D’un aspect particulier de l’abandon des missions de l’Etat…
Rien d’exclusif que de constater à quel point le rôle de l’intervention de l’Etat dans ses missions régaliennes comme dans son rôle économique, se réduit comme peau de chagrin depuis que l’UMP est au pouvoir.
Non seulement on réduit comme jamais le nombre de fonctionnaires nécessaires au fonctionnement des services publics mais en outre le rôle économique de l’Etat et des collectivités se réduit de façon inquiétante pour les intérêts de tous comme pour celui des entreprises(1)
Noyé au milieu de ces désengagements, figure une mesure peu connue mais symbolique du transfert de l’intérêt public vers des intérêts privés : La promulgation de l’ordonnance ministérielle (spécial dédicace à la démocratie parlementaire) du 17 juin 2004 instaurant comme nouveau mécanisme de la commande publique les PPP(2), directement inspirés des méthodes de sa gracieuse majesté et anglo-saxonnes, consiste à faire prendre en charge une partie de l’investissement public, traditionnellement nécessaire au service public à rendre (école, hôpitaux etc.….), par des investisseurs privés, en contrepartie de laquelle l’Etat ou les collectivités s’engagent à rembourser sur de très longue durée le financeur privé (une sorte de concepteur-constructeur-financeur).
A la lecture de la propagande ministérielle, il est difficile d’y apercevoir une quelconque minimisation des bénéfices d’un tel principe ! Et pourtant, Fédérations professionnelles du second œuvre, syndicats d’architecture (3)] comme Conseil Constitutionnel ont marqué leur ferme opposition, à tel point que si les deux premiers n’ont pu empêcher la promulgation de l’ordonnance, le troisième l’a assorti de deux critères limitatifs d’application, certainement consécutifs à la grogne engendrée par la possibilité d’un tel processus mixte d’achat, que furent l’urgence ou la complexité de l’opération entrant dans le champ d’application de ces PPP.
Ainsi, le Conseil Constitutionnel considérant ces PPP (4) comme une exception (car cadrée par ces deux critères limitatifs) et non comme une norme, ceux-ci ont été très peu utilisés depuis 2004, ce qui a permis d’éviter jusqu’à présent l’ingérence d’intérêts privés sur le long terme pour participer à des missions de service public de base que seul le financement public aurait du assurer.
Pensez-vous donc! comme si cela ne suffisait pas, une centaine de député ont repris leur flambeau (5) pour réformer cette ordonnance dans l’objectif de la rendre plus souple, en particulier à travers le souhait de supprimer les conditions restrictives nécessaires à leur utilisation.
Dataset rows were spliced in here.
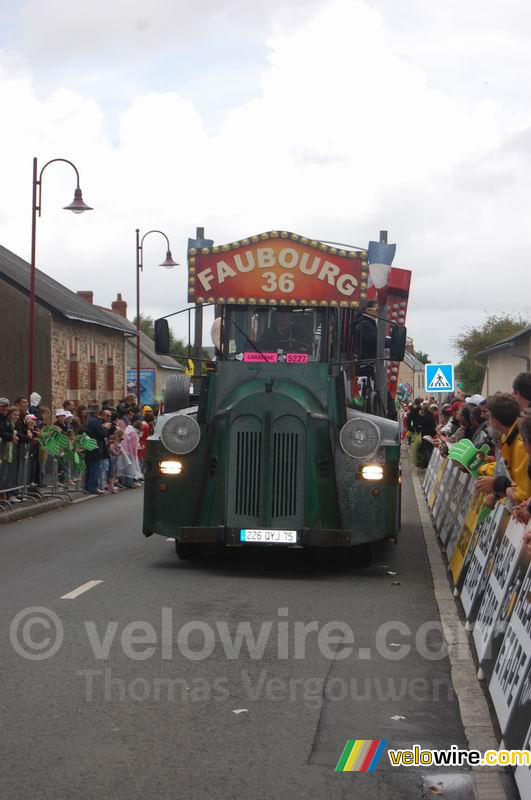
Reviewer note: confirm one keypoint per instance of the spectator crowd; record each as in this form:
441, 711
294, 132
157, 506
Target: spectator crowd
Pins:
99, 447
498, 427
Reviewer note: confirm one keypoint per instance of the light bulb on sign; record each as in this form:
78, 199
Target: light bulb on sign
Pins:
379, 274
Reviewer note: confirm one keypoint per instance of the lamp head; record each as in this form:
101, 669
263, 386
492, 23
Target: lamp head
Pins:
168, 261
77, 205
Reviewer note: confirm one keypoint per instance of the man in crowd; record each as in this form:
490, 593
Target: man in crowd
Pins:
522, 390
504, 414
98, 430
7, 430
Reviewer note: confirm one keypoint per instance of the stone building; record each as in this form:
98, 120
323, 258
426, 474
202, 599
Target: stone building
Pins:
504, 360
154, 369
80, 351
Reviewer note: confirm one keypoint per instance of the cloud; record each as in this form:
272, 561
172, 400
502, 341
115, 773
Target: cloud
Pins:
138, 28
345, 134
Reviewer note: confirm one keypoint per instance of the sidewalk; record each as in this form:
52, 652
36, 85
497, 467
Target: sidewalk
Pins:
480, 726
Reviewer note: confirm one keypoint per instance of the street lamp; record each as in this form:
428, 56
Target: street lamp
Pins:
168, 263
77, 205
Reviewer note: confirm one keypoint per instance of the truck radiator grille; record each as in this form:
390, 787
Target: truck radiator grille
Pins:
284, 475
248, 461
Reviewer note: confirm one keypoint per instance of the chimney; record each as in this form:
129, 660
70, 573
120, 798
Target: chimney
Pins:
88, 296
119, 306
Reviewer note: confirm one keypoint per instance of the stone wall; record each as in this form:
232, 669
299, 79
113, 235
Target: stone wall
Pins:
78, 343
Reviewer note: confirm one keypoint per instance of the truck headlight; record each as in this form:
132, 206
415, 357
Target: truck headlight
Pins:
180, 434
171, 467
359, 437
372, 472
Ne vous étonnez donc plus à l’avenir de constater que la mention Ecole Bouygues soit fièrement affichée à son entrée ou que l’Hôpital Aventis accompagne votre séjour (le plus court possible) par une vision de modernité libérale !
Oui au fait, une dernière chose, le groupe d’étude parlementaire qui a apporté cette nouvelle recommandation pour réformer l’ordonnance de 2004 était composé aussi bien de députés de droite que de gauche. Petit à petit, le libéralisme fait son nid…..
Notes
1) je rappelle que 9% du PIB correspond à de la dépense publique
2) Partenariat-Public-Privé ou Contrat de Partenariat
3) leur principal grief, justifié à mon sens, portent sur le fait que le constructeur est juge et partie de la construction et que les PPP vont exclure de fait les petites entreprises ainsi que l’architecture indépendante
4) il faut savoir aussi que même la Commission européenne, non sujette à des élans naturels interventionnistes, a fortement encadré les PPP dans ses directives
5) pour des raisons certainement plus pragmatiques qu’idéologiques, les élus locaux sont confrontés à la nécessité d’agir, souvent faute de moyens apportés par l’Etat, la Région ou le Département, et sont ainsi pour beaucoup favorables au PPP, nouveau souffle d’air financier nécessaire pour agir, dont les conséquences en terme de trésoreries seront en outre supportés alors même que leur mandat sera terminé depuis bien longtemps….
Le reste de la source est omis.